The signal was picked up on September 14, 2015, at 0950 UTC by the two Laser Interferometer Gravitational-wave Observatory (LIGO) detectors built for the purpose in Livingston, Louisiana and Hanford, Washington state. The team then spent four months checking and rechecking the data before publishing in the Physical Review Letters today.
"Our observation of gravitational waves accomplishes an ambitious goal set out over five decades ago to directly detect this elusive phenomenon and better understand the universe, and, fittingly, fulfills Einstein's legacy on the 100th anniversary of his general theory of relativity," said Caltech's David Reitze, executive director of the LIGO Laboratory.
Einstein first predicted gravitational waves in 1915, although he changed his mind about them several times in the following years. He proposed that the spacetime fabric of the universe would be warped by large masses, and if they interact with each other the masses can push out energy in the form of gravitational waves that propagate out at the speed of light.
Einstein acknowledged that these waves would be so fantastically small that they would be impossible to detect, but engineering has moved on in the last century.
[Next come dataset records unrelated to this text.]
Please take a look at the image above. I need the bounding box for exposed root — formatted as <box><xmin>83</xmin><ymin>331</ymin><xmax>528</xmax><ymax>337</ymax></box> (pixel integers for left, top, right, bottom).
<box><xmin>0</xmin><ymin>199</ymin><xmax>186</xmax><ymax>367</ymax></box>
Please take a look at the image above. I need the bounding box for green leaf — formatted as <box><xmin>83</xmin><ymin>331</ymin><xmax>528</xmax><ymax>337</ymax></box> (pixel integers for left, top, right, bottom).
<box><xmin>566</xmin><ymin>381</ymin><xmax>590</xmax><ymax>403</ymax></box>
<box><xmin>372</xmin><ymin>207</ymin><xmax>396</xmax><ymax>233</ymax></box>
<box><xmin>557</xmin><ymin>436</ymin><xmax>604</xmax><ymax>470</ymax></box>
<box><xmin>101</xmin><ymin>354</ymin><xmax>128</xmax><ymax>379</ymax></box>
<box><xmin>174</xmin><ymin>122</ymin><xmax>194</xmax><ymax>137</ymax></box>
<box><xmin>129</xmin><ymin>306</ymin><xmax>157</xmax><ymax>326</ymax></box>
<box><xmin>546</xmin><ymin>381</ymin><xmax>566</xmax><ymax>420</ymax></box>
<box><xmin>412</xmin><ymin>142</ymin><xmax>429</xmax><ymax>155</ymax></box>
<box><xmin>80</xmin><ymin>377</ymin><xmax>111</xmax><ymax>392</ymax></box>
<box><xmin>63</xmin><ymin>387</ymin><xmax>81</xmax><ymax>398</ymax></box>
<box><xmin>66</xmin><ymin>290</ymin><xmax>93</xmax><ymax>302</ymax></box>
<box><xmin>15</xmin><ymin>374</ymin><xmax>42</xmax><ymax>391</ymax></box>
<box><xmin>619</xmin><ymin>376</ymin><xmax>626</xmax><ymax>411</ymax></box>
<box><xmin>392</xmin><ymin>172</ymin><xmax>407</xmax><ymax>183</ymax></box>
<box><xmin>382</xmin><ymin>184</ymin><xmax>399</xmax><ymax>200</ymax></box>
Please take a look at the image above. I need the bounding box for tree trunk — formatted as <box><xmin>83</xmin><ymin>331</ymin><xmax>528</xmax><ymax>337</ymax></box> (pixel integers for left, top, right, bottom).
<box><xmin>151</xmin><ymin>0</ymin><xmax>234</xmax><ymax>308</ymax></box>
For the past 50 years, scientists have been trying to pick them up using the then-state-of-the-art machinery of their times.
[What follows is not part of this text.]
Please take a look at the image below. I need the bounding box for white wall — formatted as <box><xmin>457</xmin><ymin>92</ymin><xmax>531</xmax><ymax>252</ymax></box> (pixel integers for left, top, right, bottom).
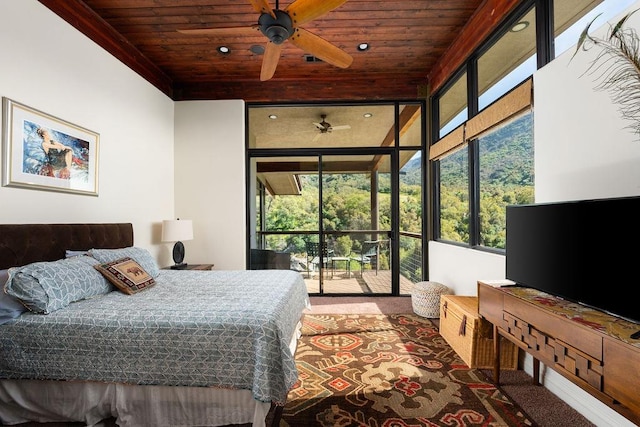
<box><xmin>0</xmin><ymin>1</ymin><xmax>175</xmax><ymax>265</ymax></box>
<box><xmin>174</xmin><ymin>101</ymin><xmax>246</xmax><ymax>270</ymax></box>
<box><xmin>429</xmin><ymin>3</ymin><xmax>640</xmax><ymax>425</ymax></box>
There have been numerous false starts and reported signals that couldn't be replicated. Most recently, in March 2014 the BICEP2 (Background Imaging of Cosmic Extragalactic Polarization) team claimed success, only to find out that cosmic dust had interfered with its readings. But today's announcement looks much more solid, thanks to the work that went into it.
Better by design
In 1980 Rainer Weiss, professor of physics at MIT, Kip Thorne, Caltech's Richard P. Feynman Professor of Theoretical Physics, and Ronald Drever, professor of physics at Caltech, came up with the idea for LIGO to catch the elusive gravitational waves.
After a fierce fight, they sold the National Academy of Sciences on the idea and got funding to build the first LIGO detectors, which they admitted at the time were probably not going to work. It took 20 years and over half a billion dollars to get the twin sites set up and ready to roll.
The LIGO system consists of two 2.5-mile (4-km) tunnels set at right angles with a laser at one end. The laser shoots light towards a mirror that splits the beam down the tunnels, whereupon it is reflected back and directed to a detector. If spacetime ripples pass though the instrument, the mirrors at the end of the tunnels move and the detector would pick up interference in the laser signal.
To get rid of interference, the tunnels are pumped out to produce a vacuum and the mirrors are polished to a higher degree of accuracy than has ever been achieved before. Even the tunnels themselves are balanced to account for the curvature of the planet and make sure the signal is pure.
The initial LIGO run lasted from 2001 to 2010 and the vast majority of this time was spent building up the computer controls that eliminate background interference. Initially, everything from earthquakes to nearby traffic noise affected the signal, but slowly the returns were cleaned up.
In 2010 the instrument was refitted with the latest hardware, which increased its sensitivity further. LIGO was four days short of being officially open for business when it detected the signal in September. The two observatories, nearly 2,000 miles apart, both picked up the same signal within milliseconds of each other, as you'd expect with a signal traveling at the speed of light.
To give you some idea of how sensitive this signal is, the gravitational wave deflected the laser by a ten-thousandth the diameter of a proton. Yet from that sign the team has been able to deduce what caused the spacetime ripple.